Surya menjelaskan, kebijakan ini bertujuan memperkuat kinerja dan struktur permodalan Bank Sumut sebagai BUMD strategis. Penyetoran modal dilakukan berupa aset tanah dan bangunan secara non-kas.
Namun langkah tersebut bertentangan dengan Undang-Undang Nomor 12 Tahun 2011 beserta perubahannya. Pasal 75 ayat (1) UU tersebut menegaskan pembahasan Ranperda Provinsi wajib dilakukan DPRD bersama Gubernur secara langsung.
Lebih tegas lagi, Penjelasan Pasal itu menyatakan Gubernur boleh diwakilkan dalam pembahasan, kecuali pada tahap pengajuan dan pengambilan keputusan. Dengan demikian, pengajuan Ranperda oleh Wakil Gubernur dinilai melanggar ketentuan tersebut.

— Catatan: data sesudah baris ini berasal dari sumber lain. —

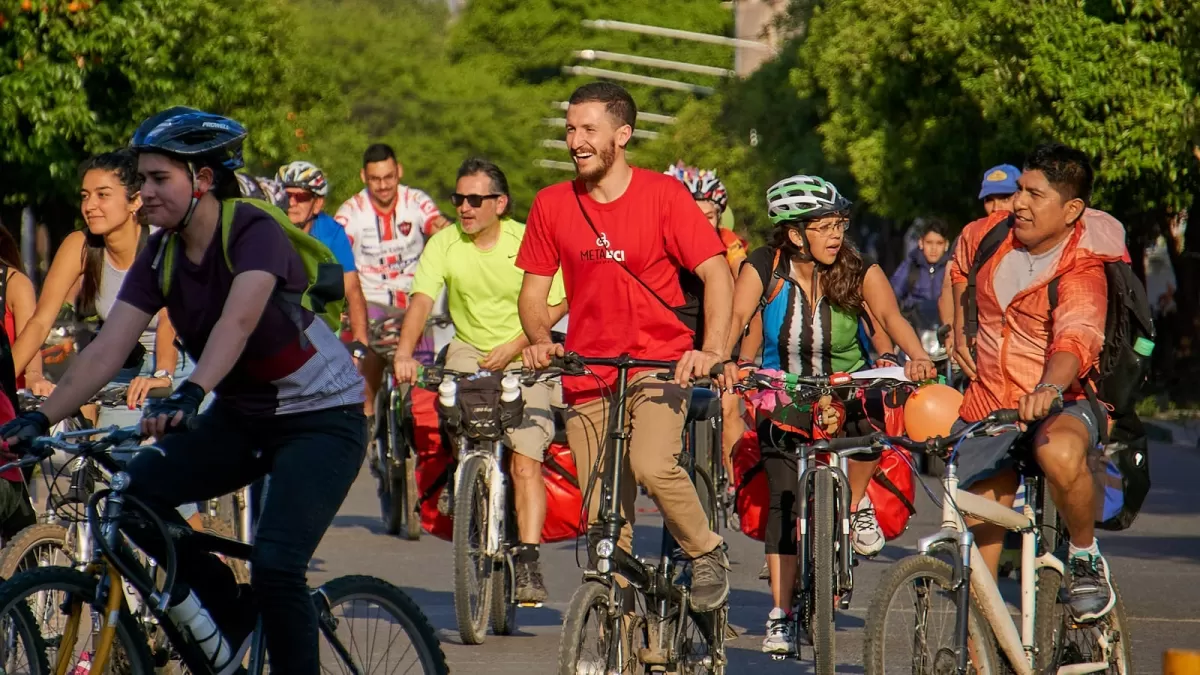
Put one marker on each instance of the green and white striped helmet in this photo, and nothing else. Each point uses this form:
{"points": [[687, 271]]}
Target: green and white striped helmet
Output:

Hal ini juga berkaitan dengan aksi walk out Gubernur Bobby Nasution dari ruang rapat beberapa waktu lalu. Sutrisno Pangaribuan, Anggota DPRDSU Periode 2014-2019 sekaligus Direktur Indonesian Government Watch, menilai aksi itu bukan kejadian tiba-tiba.
Menurutnya, Bobby sudah terbiasa melihat pelaksanaan rapat yang mengabaikan tata tertib. Ketika ada anggota mempertanyakan kuorum rapat, Bobby justru merasa risih dan menganggap kehormatannya terusik. Tanpa izin pimpinan rapat, ia kemudian meninggalkan ruangan.
“Tindakan ini dinilai melecehkan lembaga DPRDSU sekaligus rakyat Sumatera Utara, meski sebagian pihak berusaha membelanya,” ujar Sutrisno dalam keterangan tertulisnya di Jakarta, Rabu (30/7/2026).
Sutrisno menegaskan masalah kuorum bukan sekadar urusan politik. Kuorum merupakan masalah hukum yang menentukan sah atau tidaknya keputusan rapat.
“Jika ada pimpinan atau anggota yang menyatakan kuorum bukan substansi penting dan tindakan kabur Bobby tidak masalah, sebaiknya mereka mundur dari jabatannya. Masyarakat Sumut pantas merasa malu memiliki wakil rakyat yang tidak paham dan tidak patuh pada tata tertib sendiri,” katanya.
Ia juga menyoroti para akademisi dan pengamat yang membela tindakan tersebut. “Seharusnya menjaga integritas ilmu pengetahuan alih-alih membenarkan tindakan yang melanggar aturan,” tegasnya.
Lebih lanjut, Sutrisno menilai jika dalam pengajuan Ranperda saja pimpinan rapat berani melanggar undang-undang, maka tidak sulit bagi mereka mengabaikan tata tertib internal DPRDSU.
“Padahal, tidak perlu ada tafsir berlebihan untuk membenarkan tindakan kabur tersebut. Pedoman yang berlaku adalah Tata Tertib DPRDSU dan asas kepatutan umum. Meski demikian, kami tetap menyatakan sikap bahwa tindakan tersebut adalah bentuk pelecehan terhadap lembaga wakil rakyat,” pungkasnya.